Dans le train qui le menait lundi matin à Londres, le ministre de l’Economie Pierre Moscovici s’est borné à réaffirmer que « l’essentiel » de l’effort budgétaire devrait porter dorénavant « sur les économies de dépenses ». François Hollande, samedi, était un peu plus clair : 

« C’est d’abord par des économies et subsidiairement par des prélèvements supplémentaires que nous devons atteindre nos objectifs », a souligné le chef de l’Etat.
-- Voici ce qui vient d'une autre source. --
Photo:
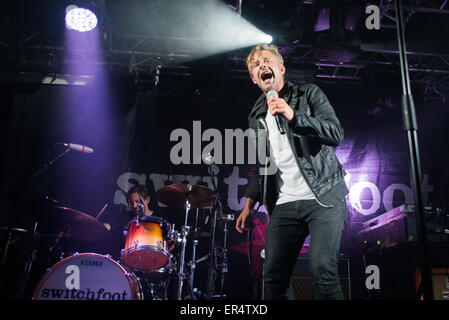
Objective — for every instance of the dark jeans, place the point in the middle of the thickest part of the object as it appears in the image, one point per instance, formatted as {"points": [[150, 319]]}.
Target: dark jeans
{"points": [[290, 223]]}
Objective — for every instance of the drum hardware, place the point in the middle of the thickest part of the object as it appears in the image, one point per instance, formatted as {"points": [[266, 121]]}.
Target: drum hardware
{"points": [[188, 196], [224, 266], [192, 269], [145, 245]]}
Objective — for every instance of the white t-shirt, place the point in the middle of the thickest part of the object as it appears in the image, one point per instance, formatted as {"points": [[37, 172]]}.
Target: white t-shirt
{"points": [[290, 182]]}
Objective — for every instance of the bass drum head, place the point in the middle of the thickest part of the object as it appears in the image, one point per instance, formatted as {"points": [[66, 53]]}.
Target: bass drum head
{"points": [[88, 276]]}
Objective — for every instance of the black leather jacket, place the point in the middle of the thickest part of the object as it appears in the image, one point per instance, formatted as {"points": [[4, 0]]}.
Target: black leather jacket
{"points": [[313, 134]]}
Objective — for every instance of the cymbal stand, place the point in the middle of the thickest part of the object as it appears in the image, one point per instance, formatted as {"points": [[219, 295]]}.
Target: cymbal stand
{"points": [[185, 232], [192, 262], [28, 263], [224, 265]]}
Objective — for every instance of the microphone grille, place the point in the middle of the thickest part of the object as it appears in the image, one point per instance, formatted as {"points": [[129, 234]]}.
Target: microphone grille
{"points": [[272, 94]]}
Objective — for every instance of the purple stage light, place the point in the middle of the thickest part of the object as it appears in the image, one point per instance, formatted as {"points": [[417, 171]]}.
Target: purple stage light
{"points": [[80, 19]]}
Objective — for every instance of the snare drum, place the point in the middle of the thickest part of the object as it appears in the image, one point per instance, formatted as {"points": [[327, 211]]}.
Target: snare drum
{"points": [[146, 244], [88, 276]]}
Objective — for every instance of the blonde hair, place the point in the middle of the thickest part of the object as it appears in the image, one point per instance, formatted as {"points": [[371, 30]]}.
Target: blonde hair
{"points": [[258, 49]]}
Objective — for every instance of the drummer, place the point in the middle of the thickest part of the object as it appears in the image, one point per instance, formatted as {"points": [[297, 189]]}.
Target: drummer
{"points": [[136, 195], [117, 222]]}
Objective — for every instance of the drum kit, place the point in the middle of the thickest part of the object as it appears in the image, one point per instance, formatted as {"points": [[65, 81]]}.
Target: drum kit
{"points": [[146, 261]]}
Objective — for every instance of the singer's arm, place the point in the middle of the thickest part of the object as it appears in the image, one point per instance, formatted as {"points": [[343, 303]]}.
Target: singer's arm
{"points": [[323, 123]]}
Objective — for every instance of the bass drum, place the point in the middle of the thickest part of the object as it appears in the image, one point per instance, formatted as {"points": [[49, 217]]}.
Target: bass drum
{"points": [[88, 276]]}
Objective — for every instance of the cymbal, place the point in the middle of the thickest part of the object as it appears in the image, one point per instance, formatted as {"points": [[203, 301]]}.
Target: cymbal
{"points": [[76, 224], [175, 195]]}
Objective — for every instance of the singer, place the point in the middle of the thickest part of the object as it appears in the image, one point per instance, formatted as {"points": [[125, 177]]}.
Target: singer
{"points": [[307, 193]]}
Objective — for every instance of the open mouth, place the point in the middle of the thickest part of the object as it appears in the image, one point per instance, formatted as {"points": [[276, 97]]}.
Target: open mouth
{"points": [[266, 75]]}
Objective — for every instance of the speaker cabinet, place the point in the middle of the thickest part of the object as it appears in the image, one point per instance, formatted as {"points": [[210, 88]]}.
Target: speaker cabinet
{"points": [[302, 284]]}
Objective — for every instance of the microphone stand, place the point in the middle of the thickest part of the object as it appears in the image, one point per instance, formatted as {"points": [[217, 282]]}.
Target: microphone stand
{"points": [[411, 127], [251, 240], [211, 271], [30, 256]]}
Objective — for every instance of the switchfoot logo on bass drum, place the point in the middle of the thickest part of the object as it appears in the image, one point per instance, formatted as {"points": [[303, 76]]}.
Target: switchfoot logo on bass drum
{"points": [[74, 294], [88, 276]]}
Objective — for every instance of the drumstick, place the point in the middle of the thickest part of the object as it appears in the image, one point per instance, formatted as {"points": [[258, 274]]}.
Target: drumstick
{"points": [[98, 215]]}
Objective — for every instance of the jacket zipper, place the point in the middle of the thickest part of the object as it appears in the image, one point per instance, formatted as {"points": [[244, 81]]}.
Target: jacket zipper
{"points": [[299, 168], [264, 195]]}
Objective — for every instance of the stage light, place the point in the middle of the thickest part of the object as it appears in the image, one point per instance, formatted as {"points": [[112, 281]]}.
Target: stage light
{"points": [[267, 38], [80, 19]]}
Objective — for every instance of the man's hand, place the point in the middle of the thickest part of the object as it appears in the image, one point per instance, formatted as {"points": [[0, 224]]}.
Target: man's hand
{"points": [[243, 219], [278, 105]]}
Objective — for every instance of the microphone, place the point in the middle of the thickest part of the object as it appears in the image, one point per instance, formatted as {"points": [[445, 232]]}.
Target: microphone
{"points": [[78, 147], [277, 116], [209, 160]]}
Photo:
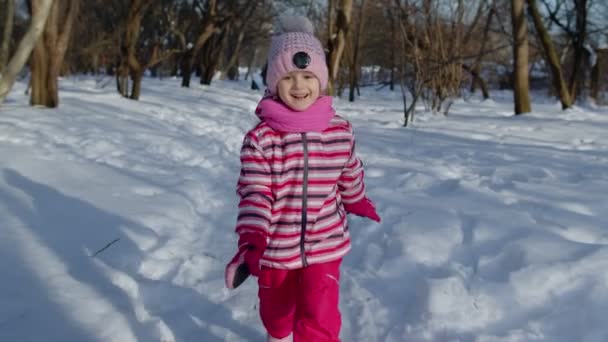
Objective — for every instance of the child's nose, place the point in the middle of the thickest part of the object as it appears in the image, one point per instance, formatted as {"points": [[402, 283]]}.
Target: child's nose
{"points": [[298, 82]]}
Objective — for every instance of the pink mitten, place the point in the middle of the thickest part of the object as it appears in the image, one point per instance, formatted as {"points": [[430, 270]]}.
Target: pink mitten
{"points": [[246, 261], [364, 208]]}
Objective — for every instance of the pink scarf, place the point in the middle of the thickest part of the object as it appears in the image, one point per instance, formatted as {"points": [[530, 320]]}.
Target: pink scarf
{"points": [[280, 117]]}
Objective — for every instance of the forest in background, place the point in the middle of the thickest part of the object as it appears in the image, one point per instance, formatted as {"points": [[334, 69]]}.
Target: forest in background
{"points": [[433, 51]]}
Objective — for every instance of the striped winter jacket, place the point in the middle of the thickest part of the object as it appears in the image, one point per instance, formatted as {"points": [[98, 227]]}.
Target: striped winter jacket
{"points": [[292, 186]]}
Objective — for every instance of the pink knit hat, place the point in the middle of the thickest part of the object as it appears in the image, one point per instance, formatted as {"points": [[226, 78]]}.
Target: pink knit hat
{"points": [[295, 48]]}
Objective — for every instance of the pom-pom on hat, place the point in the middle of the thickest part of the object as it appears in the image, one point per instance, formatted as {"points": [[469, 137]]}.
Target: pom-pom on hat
{"points": [[295, 48]]}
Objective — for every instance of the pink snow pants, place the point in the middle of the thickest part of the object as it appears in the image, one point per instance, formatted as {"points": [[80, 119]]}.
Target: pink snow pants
{"points": [[302, 301]]}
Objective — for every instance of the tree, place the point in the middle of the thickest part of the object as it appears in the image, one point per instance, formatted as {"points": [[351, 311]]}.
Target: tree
{"points": [[8, 7], [355, 43], [551, 56], [208, 28], [25, 47], [49, 52], [521, 87], [339, 17]]}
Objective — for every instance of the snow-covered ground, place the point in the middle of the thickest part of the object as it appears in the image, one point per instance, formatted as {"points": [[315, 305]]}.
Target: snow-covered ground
{"points": [[116, 219]]}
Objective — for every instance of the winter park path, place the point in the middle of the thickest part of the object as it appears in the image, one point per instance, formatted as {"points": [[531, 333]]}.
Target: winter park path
{"points": [[117, 218]]}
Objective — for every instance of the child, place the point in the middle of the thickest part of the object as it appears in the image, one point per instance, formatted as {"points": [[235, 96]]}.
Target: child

Les membres de l’exécutif n’ont pas dévoilé de pistes. La ministre de l’Enseignement supérieur Geneviève Fioraso a évoqué toutefois, la semaine dernière, une éventuelle remise en cause de la demi-part fiscale pour les parents d’étudiants de moins de 25 ans, afin de financer une allocation d’études promise par le président François Hollande. 

« La suppression de la demi-part fiscale n’est pas, à ma connaissance, d’actualité. Ça ne veut pas dire qu’elle est récusée a priori », a réagi Jérôme Cahuzac. « Ce qui est envisagé, c’est une allocation autonomie pour les jeunes « , ajoutant qu’ »aucune décision n’est prise ».

Mais aucune autre piste n’a été avancée. Le gouvernement devra vite trouver des solutions. La Commission européenne attend pour avril les engagements écrits de Paris sur la marche à suivre, pour entériner ou non le délai d’un an accordé pour le retour au 3% de déficits publics.